Thanks for the question. I'll start with the financial piece of the question. And that is we've signed the deal with this point, we've not got to close the transaction, we anticipate that that's going to happen in July. And then at that point, we'll provide more detail in terms of the impact on our full year guidance. We're clearly focusing on driving the profitable growth, we're looking at the operational synergies, but we've got to be very careful to kind of think through the financial accounting implications of the transaction, as well as the tax benefits that will achieve. We are going to have that be accretive to adjusted EBITDA in 2019 and we'll talk through the full impact on our guidance in late July. And when Ted was talking about the APS equipment business, one thing that impressed us, as we looked at that business, was the exclusivity, arrangement that they had with the materials associated with the equipment. I think that they do that very, very well, and that's one of the things that seems very attractive to us, as we looked at the various pieces of their business, a significant one being equivalent.

Ted Doheny -- President and Chief Executive Officer

And if you look at the materials, we're talking about equipment a lot because we see that's an opportunity, especially where the markets are going; if this a food and this is a protected packaging. If we look at our customers facilities, whether it's a large fulfillment center or meat packing plant, where the opportunity for automation is, how do you load the bag. How do you load the container. This is what they do very well, and it's a gap in our portfolio. The materials piece, I just want to highlight that automation. That is the customer's words of how they get more efficient with their labor. Now the materials piece, which is over 70% of their business, is also an opportunity for us on synergies. We did analyze what their spend is, what their residence spend is, we know what our cost -- we think that's an uplift for us on Synergy. But we also saw across Synergy, that we're quite excited about, is their penetration with recycled materials. We found that their air questioning product is 97% recycle, that's really opened our eyes internally with our team on how we could hit really ramp-up our product lines with recycled content.

And then back to the question of the multiple that we're looking at, again, we're looking at something that we do want to pay more than our multiple. So that's what we're looking at. We'll give more detail that on close, but also the guard rails are there on the ROIC. That's what we are excited about, that what we can do and what the go-forward multiple is and that translates to being North a double-digit ROIC opportunity for us. So, it matches our guard rails, strategic set, it's definitely going to fit to our operational leverage target. So lots of work, we studied this for quite some time. So we think this is going to be a nice addition to the Sealed Air portfolio.

Lori Chaitman -- Vice President, Investor Relations

Operator, next question please.

Operator

Thank you. Our next question comes from Neel Kumar of Morgan Stanley. Your line is open.

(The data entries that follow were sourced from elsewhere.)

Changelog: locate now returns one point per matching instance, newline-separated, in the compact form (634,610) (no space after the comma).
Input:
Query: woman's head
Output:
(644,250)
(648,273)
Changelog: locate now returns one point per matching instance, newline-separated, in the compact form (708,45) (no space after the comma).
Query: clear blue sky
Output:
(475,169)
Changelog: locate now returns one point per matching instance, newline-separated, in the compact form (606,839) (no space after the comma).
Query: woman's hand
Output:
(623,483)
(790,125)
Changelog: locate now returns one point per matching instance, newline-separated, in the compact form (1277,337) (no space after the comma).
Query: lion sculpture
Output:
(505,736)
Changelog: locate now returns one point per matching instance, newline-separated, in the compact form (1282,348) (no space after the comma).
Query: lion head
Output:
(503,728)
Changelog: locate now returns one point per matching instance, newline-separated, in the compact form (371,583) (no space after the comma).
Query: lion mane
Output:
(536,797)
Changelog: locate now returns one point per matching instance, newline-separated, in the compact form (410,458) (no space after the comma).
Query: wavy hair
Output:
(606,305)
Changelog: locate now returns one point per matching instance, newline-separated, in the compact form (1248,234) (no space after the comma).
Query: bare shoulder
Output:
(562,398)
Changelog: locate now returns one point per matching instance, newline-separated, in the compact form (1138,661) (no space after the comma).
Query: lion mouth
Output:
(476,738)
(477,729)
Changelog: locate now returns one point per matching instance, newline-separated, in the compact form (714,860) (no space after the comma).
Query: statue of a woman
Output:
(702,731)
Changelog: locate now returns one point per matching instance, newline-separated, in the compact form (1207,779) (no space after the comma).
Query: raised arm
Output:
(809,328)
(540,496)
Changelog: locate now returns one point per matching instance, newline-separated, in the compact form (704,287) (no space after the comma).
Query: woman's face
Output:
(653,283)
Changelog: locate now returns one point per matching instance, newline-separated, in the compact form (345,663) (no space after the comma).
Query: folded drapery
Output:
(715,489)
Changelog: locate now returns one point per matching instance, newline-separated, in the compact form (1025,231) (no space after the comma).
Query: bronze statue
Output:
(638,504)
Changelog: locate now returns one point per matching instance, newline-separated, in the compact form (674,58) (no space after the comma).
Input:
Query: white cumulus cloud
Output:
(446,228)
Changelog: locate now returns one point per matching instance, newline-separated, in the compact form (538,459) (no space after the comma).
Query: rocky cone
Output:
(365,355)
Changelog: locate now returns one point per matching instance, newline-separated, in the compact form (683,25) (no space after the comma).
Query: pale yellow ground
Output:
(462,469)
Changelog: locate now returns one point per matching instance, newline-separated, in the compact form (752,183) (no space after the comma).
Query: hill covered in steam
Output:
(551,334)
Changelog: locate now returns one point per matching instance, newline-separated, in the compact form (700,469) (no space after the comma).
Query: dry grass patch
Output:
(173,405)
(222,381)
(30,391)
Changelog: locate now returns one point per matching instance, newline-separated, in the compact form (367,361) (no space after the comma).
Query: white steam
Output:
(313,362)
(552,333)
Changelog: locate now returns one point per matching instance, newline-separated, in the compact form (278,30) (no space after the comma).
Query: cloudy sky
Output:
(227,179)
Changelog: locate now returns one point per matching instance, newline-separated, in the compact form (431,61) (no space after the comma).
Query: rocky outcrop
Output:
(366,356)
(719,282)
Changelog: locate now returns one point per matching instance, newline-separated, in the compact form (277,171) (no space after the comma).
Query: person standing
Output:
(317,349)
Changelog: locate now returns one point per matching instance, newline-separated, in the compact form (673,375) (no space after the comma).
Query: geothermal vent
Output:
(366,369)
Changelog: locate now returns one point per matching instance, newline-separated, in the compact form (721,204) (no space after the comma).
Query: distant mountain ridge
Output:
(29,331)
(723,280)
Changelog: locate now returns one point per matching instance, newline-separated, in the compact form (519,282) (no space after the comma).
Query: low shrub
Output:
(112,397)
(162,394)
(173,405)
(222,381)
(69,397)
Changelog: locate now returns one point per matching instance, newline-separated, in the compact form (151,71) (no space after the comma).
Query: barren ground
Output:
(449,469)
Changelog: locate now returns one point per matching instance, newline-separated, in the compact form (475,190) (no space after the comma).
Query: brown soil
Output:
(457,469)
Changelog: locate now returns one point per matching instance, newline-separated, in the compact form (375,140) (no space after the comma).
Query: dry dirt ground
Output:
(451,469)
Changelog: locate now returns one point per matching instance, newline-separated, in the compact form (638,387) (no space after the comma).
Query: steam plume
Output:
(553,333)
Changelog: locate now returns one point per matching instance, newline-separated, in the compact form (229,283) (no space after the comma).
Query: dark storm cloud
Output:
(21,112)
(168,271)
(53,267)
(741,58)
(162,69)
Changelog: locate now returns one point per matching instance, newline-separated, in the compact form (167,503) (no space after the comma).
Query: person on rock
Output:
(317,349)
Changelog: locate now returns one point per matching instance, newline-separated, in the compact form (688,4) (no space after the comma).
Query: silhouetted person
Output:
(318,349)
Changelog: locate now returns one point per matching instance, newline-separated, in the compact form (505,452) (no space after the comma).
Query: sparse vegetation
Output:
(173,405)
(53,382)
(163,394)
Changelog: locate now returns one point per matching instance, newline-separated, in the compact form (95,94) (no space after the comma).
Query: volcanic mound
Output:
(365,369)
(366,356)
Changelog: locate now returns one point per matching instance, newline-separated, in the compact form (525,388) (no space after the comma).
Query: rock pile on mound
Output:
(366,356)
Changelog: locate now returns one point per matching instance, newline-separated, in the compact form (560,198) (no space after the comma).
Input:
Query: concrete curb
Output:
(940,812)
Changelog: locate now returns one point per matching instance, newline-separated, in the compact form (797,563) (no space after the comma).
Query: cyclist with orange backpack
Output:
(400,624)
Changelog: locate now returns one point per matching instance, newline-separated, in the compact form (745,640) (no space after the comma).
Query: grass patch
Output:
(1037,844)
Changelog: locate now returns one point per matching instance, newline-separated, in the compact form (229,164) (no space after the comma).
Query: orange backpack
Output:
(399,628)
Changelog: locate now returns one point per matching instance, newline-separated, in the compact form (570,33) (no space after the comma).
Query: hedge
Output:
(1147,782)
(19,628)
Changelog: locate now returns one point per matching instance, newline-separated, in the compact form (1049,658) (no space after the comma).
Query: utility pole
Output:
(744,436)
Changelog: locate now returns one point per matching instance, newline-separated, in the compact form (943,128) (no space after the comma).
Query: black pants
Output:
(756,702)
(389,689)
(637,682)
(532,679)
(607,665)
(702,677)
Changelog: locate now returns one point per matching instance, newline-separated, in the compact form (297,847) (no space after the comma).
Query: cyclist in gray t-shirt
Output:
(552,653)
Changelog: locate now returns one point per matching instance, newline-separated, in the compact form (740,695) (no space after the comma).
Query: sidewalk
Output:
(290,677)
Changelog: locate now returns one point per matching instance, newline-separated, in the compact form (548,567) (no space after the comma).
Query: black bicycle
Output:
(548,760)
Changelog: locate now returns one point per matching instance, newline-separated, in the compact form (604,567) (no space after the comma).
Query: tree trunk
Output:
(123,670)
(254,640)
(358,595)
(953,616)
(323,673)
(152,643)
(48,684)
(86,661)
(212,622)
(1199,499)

Michael Slutsky -- Morgan Stanley -- Analyst

Hi, this is actually Michael Slutsky (ph) sitting here for Neel Kumar. I'm just wondering if you could elaborate on some of the growth opportunities in e-commerce from the acquisition, given its increasing importance within products there.

Ted Doheny -- President and Chief Executive Officer

Sure. If you look at e-commerce right now, it's again -- it's loading equipment quickly. So if you look at one of our largest e-commerce solutions is a mailer. The mailers today, what used to be in boxes, now comes in mailers. So in the e-commerce, that's basically a billion boxes has been eliminated. So how do you now go from a mailer and how do you load those in a high volume fashion? So instead of a person can load a mailer between 5 and 6 a minutes, how do you move that to 10, to 20, to 30? And that's where the Autobag comes in, so that Synergy there is how do you load back? They're pouch, they are not cushion pouches. It doesn't have to be that way. So they actually are the market leader in the loading bags from multiple different industries and again, highlighting food. So we see that Synergy and that's what e-commerce is looking for -- an automation system to load mailers, to load bags, to load pouches -- and they do quite well on the pouch. We see some nice synergies there.

It also strengthens our sustainability portfolio quite nicely and the other thing that APS is done very, very well, is their innovation skill, is quite nice. I mean, we've heard Ted talk about our vitality index and how we need double that vitality index going forward. APS's innovation is supported by strong numbers of patents and we've been very impressed by not just what they've done so far, but what they've got in their future plans relative to innovation.

Bill Stiehl -- Senior Vice President and Chief Financial Officer

And I'll just highlight it again, we keep heading this sustainability. Their product on their version of Bubble Wrap, their air pillows is 97% recycled content. That's a big deal.

Lori Chaitman -- Vice President, Investor Relations

Operator, next question please.

Operator

Our next question is from Brian Maguire of Goldman Sachs. Your line is open.

Brian Maguire -- Goldman Sachs -- Analyst

Hi, good morning. Sort of a two-part question. One just on volumes in Food Care, specifically Europe. You noted some weakness there. I think you attributed to Brexit. How do we think too many other companies are going to call out Brexit specifically, especially in the food and beverage space, do you think that would play a major role? So I just want to kind of expand those comments and related to that, are you seeing any negative impact already from sustainability concerns? Given that these are kind of plastic based products. And then the second related question was sort of on the acquisition. You had some challenges in Product Care over the last couple of quarters. Just wondering about the timing on this one. Do you think that integrating this might have too much complexity, given some of the restructuring and reinvention, Reinvent SEE, kind of activities taking place there? Thanks.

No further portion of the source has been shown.